OpenGraph.io

Content Extraction API

Extract specific HTML elements (titles, headers, paragraphs) in a structured, LLM-ready format. Feed clean web data directly into RAG pipelines, content analysis tools, or AI applications without running your own scraper infrastructure.

API Version

v3.0 enables smart defaults — auto_proxy, auto_render, and retry are all on by default. The best proxy and rendering strategy is chosen automatically for each target domain.

Endpoint

HTTP
POST https://opengraph.io/api/3.0/extract?app_id=YOUR_APP_ID

Content-Type: application/json

Parameters

Body Parameters

ParameterTypeRequiredDefaultDescription
sitestringYesThe URL to scrape
selectorsobjectNoCSS selector configurations for structured data extraction
html_elementsstringNotitle,h1,h2,h3,h4,h5,pComma-separated HTML tags used to generate concatenatedText
JavaScript Rendering
wait_for_selectorstringNoWait for this CSS selector to appear in the DOM before capturing.
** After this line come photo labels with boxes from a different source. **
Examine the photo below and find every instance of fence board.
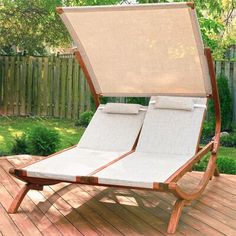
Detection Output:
[0,56,236,123]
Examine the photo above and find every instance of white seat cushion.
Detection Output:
[23,147,124,182]
[94,152,192,189]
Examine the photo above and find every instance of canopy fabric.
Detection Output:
[60,3,212,97]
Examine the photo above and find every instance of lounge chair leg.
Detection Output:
[8,184,43,214]
[214,166,220,177]
[167,199,188,234]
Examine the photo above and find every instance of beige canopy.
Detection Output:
[57,3,211,97]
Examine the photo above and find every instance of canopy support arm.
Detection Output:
[75,51,100,108]
[166,48,221,233]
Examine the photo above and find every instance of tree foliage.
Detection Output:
[139,0,236,59]
[0,0,120,54]
[0,0,236,58]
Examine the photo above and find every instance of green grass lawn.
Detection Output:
[0,117,236,158]
[0,117,84,154]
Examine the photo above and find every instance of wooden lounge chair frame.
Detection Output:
[8,48,221,233]
[8,3,221,233]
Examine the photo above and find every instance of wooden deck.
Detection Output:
[0,156,236,236]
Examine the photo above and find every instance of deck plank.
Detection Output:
[0,156,236,236]
[0,204,23,236]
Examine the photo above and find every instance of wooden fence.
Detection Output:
[215,61,236,124]
[0,56,91,119]
[0,56,236,123]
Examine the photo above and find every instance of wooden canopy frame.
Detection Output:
[8,3,221,233]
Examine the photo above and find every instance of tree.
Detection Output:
[0,0,236,59]
[139,0,236,59]
[0,0,121,54]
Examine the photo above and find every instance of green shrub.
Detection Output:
[207,75,233,131]
[27,126,60,156]
[11,134,28,155]
[75,111,94,127]
[193,156,236,175]
[220,133,236,147]
[201,121,215,143]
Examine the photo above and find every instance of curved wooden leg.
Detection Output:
[8,184,43,214]
[167,199,188,234]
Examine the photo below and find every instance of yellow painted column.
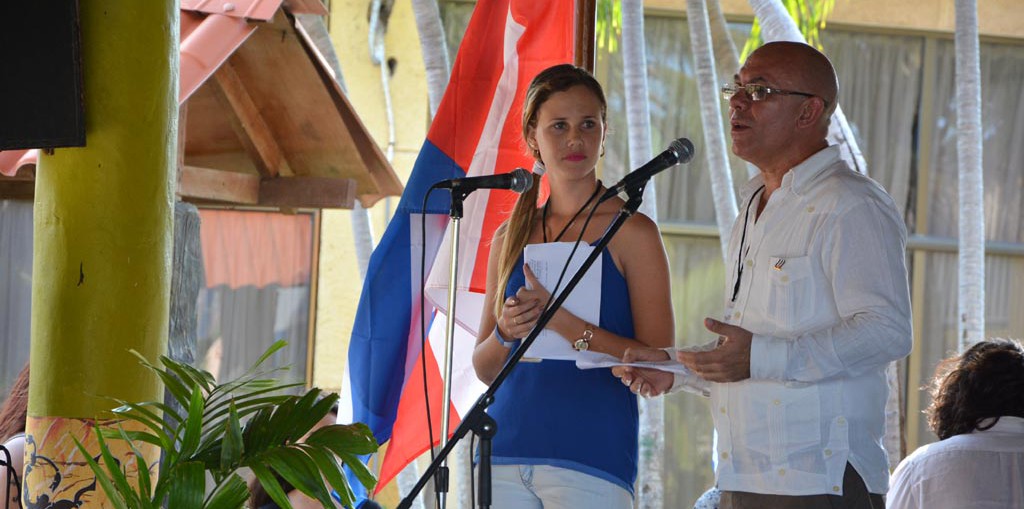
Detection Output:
[23,0,178,507]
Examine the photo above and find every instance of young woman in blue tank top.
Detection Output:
[473,65,674,509]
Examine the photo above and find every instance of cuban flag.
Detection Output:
[340,0,574,490]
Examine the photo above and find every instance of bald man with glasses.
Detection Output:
[612,42,912,509]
Automatically enables JS rendering.
scroll_to_bottombooleanNofalseScroll the full page to trigger lazy-loaded content before capturing. Automatically enables JS rendering.
load_more_selectorstringNoCSS selector for a "Load more" button to click before capturing. Automatically enables JS rendering.
load_more_clicksintegerNo3How many times to click the load more button (1–10).
load_more_waitintegerNo1500Milliseconds to wait for new content after each click (0–5000).
load_more_scrollbooleanNotrueScroll to the bottom before each click to ensure the button is in view.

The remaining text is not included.